Summary of "The Log" || hariswb

“The Log” is an article about the importance of log for software engineer interested in distributed systems. It is written back in 2013 by Jay Kreps, formerly lead architect for online data infrastructure at linkedin and co-creator of Apache Kafka. In the article, he explores the concept of log as a record of events to tackle the problem of data consistency and data integration in distributed systems.

Distributed systems deals with interconnected services and databases. The challenge of conducting such system is that they need to share states, either globally or locally within subset of the system. Some parts can fail and how should the system in general reconcile the state of the program which might be missing in that case? Here comes the log.

The author defines the log in a specific way. It is an array of records and its ordered nature denotes the notion of time. In contrast to another type of log which saves the final result of an operation to the system, this log records the operation itself which tells us human or other computers about what happen and when.

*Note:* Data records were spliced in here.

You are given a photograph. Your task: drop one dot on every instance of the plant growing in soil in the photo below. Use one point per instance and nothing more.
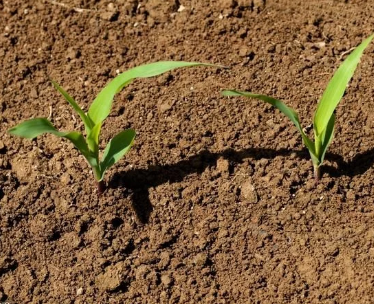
(99, 110)
(324, 117)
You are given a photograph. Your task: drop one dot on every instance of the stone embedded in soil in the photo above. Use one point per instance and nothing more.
(226, 4)
(200, 260)
(248, 192)
(7, 264)
(223, 165)
(166, 279)
(164, 259)
(110, 280)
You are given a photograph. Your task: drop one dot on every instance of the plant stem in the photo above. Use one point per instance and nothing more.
(317, 173)
(100, 187)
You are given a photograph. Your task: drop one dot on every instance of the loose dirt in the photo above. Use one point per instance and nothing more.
(216, 201)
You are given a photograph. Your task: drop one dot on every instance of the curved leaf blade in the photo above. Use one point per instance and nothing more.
(327, 137)
(34, 127)
(336, 87)
(289, 112)
(102, 104)
(117, 147)
(93, 138)
(88, 124)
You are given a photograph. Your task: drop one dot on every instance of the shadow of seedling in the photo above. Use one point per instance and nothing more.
(139, 181)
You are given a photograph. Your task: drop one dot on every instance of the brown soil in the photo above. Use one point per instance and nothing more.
(216, 201)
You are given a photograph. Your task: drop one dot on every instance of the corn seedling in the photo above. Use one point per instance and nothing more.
(324, 117)
(99, 110)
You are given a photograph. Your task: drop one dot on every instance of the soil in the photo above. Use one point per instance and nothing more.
(215, 202)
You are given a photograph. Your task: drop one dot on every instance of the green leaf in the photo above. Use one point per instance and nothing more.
(102, 104)
(336, 87)
(116, 148)
(88, 124)
(93, 138)
(289, 112)
(38, 126)
(327, 137)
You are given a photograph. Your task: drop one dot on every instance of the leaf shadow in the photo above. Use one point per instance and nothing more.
(138, 181)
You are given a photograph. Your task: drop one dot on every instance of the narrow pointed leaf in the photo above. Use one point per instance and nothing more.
(327, 137)
(93, 138)
(86, 120)
(102, 104)
(289, 112)
(336, 87)
(116, 148)
(38, 126)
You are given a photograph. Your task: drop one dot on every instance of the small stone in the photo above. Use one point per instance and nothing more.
(225, 4)
(110, 15)
(164, 259)
(222, 165)
(166, 279)
(248, 192)
(34, 93)
(164, 107)
(200, 260)
(244, 51)
(181, 8)
(72, 54)
(65, 179)
(109, 280)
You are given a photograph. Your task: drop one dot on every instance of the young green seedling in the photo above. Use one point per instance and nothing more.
(99, 110)
(324, 117)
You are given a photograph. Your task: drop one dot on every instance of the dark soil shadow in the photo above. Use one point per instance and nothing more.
(138, 181)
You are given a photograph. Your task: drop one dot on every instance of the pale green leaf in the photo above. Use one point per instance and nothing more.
(118, 146)
(86, 120)
(336, 87)
(102, 104)
(93, 138)
(289, 112)
(327, 137)
(38, 126)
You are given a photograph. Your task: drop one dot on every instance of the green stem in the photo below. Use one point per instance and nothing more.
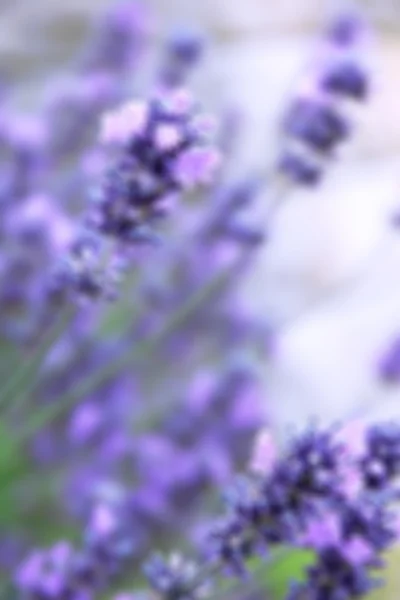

This is of importance because with that concept of log, we can have a deterministic system. If we have two processes and the same input log, then they will give the exact same output. Consider replicating a master database problem. When replicating a database from a log containing the final state after an operation, two replicas can have inconsistent state in case of a failure, like network failure which makes a replica miss some events. Reconciling them is not trivial matter. But, with a log recording the operations itself, we don’t need a master database and can have replicas always available by subscribing to the log. A failing replica can immediately catch up to the actual state via recorder operations and all replicas are consistent with each other.

This particular way of conducting the data flow among parts of distributed system applies to the core problem of data integration accross organization. Each part of a system have a specific way to consume data and this tend to the teams involved to create a custom pipeline for each data consumption. This kind of system is particularly hard to manage when we count in the need of data consistency accross organization. To resolve this, the author uses the log to unify and synchronize the various ways of providing and consuming the data.

The unified log gets rid of specificity of how the data is used accross organization. It only records that something happens at some time while the content details are hidden from the log interface, like stored in a capsule. Serving the data in this way enables the different consumers to subscribe to the events and process them as they like. Any failing part of the system can easily resurrect itself by referring the events on the log as if nothing happens, it does not need to reconcile with any particular data provider or consumer.

Hiding details is important for data integration because the author found that the problem of scalable ETL (Extract, Transform, Load) pipeline lies in the different data ownership in the data flow stage from sourcing, pipelining, to consumption. In pipelining stage, the team has to transform and provide clean data, meanwhile data provider and consumer need things to be done in specific way. With unified log, those teams do not need to tell each other about the data treatment details. Teams just need to agree on a clear defined way to transfer data with an API(Application Programming Interface). It will save headache and the development can go faster.

The log is a powerful concept to have data consistency in the face of failures in distributed system and is very helpful to ease data management burden accross teams in scalable ETL pipeline. In distributed system, the log records events in chronological order so any service or server can subscribe to it deterministically. Using this concept in scalable ETL pipeline ensures smooth data integration accross organization. This article proves to be valuable for software engineer as it shifts the way to manage a fragile entangled bridges of services and servers into its fast and reliable interconnection version. Even more so today with the advent of distributed system in medium to big organizations.